Os princípios funestíssimos da pseudo-Reforma e da Revolução de 1789 produziram, em nosso século, seus mais venenosos e mais amargos frutos. A apostasia das nações ocidentais não acarretou apenas a ruína espiritual, mas intelectual e material de todos os povos do Ocidente, que, desde os maiores aos menores, desde os mais ilustres e mais ricos, aos mais pobres e obscuros, se debatem hoje em um caos inextricável. As lutas religiosas, filosóficas, políticas, sociais, econômicas, no início do Pontificado de Pio XI, se entrelaçavam nas pugnas partidárias, dando aos regimes liberais uma fragilidade funesta, à mercê da qual os propagandistas de Moscou preparavam a revolução social. Todo o edifício da civilização ocidental ameaçava ruir, destruindo no seu imenso fracasso não apenas os interesses espirituais, mas ainda os mais valiosos interesses intelectuais e sociais da civilização.

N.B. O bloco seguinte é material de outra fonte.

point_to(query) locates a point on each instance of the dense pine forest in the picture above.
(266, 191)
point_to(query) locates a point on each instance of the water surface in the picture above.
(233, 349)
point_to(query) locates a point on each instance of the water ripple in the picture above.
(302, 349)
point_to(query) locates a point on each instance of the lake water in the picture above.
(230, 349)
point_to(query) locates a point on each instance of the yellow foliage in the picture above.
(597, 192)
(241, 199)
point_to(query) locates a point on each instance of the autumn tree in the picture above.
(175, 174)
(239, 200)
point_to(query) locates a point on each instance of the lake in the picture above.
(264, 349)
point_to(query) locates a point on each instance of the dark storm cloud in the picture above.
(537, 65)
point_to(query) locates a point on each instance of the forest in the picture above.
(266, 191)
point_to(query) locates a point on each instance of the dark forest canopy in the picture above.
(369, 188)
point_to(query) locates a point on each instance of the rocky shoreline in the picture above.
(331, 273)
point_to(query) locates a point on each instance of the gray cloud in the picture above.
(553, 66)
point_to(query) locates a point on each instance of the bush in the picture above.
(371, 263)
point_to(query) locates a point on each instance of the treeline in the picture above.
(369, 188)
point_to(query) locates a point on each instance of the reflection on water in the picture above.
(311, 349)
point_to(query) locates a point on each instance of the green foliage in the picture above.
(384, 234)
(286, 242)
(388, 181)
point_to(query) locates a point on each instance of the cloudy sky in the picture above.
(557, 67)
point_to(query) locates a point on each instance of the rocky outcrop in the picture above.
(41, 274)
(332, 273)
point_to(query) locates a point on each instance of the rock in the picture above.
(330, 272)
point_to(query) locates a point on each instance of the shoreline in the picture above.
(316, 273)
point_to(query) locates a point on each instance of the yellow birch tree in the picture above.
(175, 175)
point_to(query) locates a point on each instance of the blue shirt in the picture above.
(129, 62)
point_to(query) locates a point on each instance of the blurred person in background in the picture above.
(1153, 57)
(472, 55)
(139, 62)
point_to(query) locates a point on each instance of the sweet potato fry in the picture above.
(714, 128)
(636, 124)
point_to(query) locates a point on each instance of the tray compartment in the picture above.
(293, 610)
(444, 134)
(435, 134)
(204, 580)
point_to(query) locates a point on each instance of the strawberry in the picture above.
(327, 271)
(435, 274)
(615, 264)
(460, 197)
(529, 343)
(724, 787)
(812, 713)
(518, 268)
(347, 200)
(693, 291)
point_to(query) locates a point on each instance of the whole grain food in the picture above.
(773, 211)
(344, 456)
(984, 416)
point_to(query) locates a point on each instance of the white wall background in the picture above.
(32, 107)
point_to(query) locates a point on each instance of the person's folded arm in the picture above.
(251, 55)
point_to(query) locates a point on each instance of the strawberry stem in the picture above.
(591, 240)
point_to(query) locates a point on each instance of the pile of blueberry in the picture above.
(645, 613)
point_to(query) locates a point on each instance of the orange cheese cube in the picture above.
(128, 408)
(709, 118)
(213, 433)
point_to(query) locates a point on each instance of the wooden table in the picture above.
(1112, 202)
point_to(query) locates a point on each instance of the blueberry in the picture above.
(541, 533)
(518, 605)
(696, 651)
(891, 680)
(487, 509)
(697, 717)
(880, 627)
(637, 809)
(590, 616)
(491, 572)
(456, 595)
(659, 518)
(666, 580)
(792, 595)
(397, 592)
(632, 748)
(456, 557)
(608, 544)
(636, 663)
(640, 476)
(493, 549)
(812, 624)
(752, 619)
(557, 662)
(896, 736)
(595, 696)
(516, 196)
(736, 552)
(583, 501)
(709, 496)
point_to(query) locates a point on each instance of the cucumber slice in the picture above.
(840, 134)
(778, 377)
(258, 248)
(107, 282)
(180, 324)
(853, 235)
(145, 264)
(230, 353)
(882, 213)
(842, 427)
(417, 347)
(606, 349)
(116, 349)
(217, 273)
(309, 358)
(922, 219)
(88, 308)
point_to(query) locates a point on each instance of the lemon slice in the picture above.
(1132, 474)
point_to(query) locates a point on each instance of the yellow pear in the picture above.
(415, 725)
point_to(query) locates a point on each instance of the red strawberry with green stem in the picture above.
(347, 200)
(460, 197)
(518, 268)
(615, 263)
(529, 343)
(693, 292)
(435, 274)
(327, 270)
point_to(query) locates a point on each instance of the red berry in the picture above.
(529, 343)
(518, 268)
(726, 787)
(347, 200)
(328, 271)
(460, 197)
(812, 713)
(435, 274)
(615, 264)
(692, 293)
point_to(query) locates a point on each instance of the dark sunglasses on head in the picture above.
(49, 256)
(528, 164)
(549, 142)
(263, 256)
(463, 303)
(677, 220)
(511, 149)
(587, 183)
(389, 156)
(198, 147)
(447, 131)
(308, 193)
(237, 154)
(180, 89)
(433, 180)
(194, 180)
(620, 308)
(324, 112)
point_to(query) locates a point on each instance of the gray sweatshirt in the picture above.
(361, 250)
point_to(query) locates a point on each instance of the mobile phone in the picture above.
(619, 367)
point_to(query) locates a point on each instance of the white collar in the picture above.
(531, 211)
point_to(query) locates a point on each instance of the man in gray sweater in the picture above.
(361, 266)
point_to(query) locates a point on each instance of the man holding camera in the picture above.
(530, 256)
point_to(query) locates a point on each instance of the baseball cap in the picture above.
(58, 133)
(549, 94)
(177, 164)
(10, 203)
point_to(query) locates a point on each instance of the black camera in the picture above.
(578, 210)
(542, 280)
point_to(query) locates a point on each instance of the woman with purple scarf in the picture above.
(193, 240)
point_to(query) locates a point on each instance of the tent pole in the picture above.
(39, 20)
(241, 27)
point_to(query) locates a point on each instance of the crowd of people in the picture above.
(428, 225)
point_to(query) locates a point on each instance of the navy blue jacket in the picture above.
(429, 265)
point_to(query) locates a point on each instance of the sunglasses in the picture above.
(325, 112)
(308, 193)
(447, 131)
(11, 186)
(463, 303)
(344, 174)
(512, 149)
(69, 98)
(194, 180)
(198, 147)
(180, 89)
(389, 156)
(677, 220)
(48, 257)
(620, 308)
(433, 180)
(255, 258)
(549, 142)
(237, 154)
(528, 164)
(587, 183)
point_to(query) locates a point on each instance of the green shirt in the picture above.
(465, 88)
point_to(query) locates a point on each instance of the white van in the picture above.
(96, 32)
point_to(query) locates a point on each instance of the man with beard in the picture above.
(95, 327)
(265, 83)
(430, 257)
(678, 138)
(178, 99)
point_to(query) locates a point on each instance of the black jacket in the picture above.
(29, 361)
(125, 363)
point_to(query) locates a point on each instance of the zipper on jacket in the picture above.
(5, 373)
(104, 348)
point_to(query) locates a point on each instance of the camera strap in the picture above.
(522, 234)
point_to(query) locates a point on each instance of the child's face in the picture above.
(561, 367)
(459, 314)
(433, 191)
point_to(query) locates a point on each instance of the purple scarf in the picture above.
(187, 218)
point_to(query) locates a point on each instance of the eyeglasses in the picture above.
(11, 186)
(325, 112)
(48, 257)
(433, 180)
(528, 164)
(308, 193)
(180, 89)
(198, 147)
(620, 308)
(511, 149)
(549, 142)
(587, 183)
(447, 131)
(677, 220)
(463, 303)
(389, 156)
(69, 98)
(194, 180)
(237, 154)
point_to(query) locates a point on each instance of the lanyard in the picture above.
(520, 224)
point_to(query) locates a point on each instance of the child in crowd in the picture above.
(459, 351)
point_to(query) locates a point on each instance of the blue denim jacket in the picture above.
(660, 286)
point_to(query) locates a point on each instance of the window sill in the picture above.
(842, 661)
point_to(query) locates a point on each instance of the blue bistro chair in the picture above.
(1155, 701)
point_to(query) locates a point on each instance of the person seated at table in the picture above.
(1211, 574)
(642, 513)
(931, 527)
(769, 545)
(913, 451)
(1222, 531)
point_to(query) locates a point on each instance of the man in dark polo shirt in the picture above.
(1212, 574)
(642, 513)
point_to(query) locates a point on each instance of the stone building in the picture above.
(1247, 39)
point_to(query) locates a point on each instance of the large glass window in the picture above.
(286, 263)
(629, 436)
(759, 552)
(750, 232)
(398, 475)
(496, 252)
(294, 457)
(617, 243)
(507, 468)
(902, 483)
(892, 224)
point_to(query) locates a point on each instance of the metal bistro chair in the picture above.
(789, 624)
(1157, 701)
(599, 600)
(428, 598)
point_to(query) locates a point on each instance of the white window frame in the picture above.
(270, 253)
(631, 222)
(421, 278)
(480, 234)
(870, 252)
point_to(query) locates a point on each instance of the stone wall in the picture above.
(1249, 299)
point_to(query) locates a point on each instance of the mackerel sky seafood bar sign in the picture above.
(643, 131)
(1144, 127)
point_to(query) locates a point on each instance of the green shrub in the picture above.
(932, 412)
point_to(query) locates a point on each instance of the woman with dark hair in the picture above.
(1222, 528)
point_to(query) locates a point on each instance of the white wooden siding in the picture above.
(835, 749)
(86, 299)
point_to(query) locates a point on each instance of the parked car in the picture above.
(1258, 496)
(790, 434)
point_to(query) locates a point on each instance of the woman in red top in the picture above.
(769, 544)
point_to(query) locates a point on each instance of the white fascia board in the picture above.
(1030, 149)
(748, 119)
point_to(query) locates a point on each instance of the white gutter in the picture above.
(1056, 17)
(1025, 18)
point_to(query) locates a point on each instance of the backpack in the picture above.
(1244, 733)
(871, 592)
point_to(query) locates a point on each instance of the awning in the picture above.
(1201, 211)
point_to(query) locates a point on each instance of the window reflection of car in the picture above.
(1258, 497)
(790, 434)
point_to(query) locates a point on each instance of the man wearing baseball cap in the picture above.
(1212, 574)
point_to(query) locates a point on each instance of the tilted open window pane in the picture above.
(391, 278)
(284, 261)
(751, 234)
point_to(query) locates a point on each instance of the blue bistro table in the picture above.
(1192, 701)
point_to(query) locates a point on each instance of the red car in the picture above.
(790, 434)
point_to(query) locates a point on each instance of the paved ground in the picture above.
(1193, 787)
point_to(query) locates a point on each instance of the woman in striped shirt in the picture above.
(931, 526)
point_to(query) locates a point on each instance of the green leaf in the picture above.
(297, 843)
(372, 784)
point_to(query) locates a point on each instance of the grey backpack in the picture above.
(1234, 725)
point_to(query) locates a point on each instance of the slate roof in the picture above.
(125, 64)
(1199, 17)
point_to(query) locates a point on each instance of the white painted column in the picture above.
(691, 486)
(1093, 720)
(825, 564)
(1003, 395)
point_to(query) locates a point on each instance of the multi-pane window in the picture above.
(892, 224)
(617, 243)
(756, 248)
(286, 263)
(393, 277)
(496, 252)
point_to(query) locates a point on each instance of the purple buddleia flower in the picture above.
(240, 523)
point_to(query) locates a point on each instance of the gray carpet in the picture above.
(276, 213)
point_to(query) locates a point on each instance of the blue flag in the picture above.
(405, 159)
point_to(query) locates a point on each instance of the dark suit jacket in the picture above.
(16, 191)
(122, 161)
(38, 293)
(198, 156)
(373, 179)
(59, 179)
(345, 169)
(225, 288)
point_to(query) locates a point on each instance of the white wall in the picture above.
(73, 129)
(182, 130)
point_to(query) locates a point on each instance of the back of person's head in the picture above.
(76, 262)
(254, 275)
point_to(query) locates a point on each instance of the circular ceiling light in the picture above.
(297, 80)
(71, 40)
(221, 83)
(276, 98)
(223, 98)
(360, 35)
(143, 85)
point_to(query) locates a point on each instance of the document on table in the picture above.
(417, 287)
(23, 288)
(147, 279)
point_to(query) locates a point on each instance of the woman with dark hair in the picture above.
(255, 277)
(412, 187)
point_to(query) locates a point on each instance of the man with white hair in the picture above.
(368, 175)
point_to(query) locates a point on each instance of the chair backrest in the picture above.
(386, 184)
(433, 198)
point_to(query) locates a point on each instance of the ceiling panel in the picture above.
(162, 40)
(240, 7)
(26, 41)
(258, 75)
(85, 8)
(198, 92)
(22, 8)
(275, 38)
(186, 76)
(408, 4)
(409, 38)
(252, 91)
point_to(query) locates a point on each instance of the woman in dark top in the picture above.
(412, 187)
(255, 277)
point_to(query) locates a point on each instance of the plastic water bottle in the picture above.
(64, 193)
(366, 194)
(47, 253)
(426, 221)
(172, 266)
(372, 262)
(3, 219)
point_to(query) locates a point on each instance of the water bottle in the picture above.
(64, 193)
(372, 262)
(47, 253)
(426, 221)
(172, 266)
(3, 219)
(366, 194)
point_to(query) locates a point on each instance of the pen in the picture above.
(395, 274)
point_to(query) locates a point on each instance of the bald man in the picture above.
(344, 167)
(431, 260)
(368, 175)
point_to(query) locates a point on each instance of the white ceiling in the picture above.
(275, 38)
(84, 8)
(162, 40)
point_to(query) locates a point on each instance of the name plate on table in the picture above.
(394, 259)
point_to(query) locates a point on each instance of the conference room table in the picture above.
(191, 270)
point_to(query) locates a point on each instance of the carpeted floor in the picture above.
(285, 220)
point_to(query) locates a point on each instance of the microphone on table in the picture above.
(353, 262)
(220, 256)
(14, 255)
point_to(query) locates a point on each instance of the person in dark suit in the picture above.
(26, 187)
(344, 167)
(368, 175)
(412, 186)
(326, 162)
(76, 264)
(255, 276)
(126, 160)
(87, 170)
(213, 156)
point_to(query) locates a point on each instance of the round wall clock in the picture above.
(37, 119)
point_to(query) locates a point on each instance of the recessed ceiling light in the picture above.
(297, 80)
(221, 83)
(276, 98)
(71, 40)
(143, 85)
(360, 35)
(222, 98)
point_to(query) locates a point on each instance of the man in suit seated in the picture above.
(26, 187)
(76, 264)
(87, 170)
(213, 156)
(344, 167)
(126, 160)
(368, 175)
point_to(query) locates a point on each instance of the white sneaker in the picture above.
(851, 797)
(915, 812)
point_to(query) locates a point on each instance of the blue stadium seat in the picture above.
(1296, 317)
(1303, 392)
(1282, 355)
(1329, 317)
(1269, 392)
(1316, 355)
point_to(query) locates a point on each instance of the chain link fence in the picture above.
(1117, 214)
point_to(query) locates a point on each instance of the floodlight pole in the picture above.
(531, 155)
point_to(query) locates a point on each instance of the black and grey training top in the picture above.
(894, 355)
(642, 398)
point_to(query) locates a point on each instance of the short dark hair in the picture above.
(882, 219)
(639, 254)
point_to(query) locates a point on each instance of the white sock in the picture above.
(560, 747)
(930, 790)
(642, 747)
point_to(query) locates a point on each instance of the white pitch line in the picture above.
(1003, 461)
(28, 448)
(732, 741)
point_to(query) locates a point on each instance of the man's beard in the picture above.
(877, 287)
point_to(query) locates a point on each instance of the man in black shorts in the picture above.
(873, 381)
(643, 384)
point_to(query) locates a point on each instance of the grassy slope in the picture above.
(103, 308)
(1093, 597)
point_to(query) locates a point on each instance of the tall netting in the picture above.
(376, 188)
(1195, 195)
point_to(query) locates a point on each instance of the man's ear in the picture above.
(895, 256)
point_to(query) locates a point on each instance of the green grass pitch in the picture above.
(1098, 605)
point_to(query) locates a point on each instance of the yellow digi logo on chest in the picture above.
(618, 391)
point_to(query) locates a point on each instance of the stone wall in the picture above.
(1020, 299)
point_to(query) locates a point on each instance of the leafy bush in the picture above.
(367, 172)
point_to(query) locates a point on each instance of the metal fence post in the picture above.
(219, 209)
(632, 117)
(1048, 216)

Compreendendo isto, em todos os países do mundo uma séria reação anti-revolucionária se esboçava. Todos os homens que não tivessem perdido, com a boa-fé e o bom senso, os últimos resquícios de dignidade e nobreza, reagiam cada qual por seu lado. Dessas reações, infelizmente, inúmeras se desenvolviam fora da Igreja Católica, e representavam esforços desordenados e estéreis. Pio XI, então, em um gigantesco movimento de estratégia envolvente, inspirado ao mesmo tempo por seu coração de Pai e por sua inteligência de Pastor, resolveu concitar todos os homens retos, de qualquer religião ou corrente filosófica, a uma imensa cooperação contra o inimigo comum, sob a orientação suprema do Papado.

O apelo pontifício, solenemente lançado ao mundo inteiro, surtiu um resultado superior talvez a todas as expectativas. De todos os continentes e de todos os países, afluíram cartas para o Vaticano, hipotecando ao Santo Padre, não apenas o apoio dos fiéis, mas ainda de pessoas muito distantes dos arraiais católicos. E a luta anticomunista assumiu uma intensidade e uma eficácia sem precedentes em muitos setores, com geral proveito para a civilização.

Ao mesmo tempo, Pio XI praticara um duplo ato de apostolado. De um lado, vibrara um golpe certeiro contra Moscou, e, de outro lado, atraíra para a Igreja a respeitosa simpatia de inúmeras almas que, possivelmente, subissem dessa atitude de simpatia distante, em um futuro mais ou menos próximo, para uma solidariedade plena, consagrada na conversão para o catolicismo.

Parece impossível praticar com mais amplidão a política da cooperação.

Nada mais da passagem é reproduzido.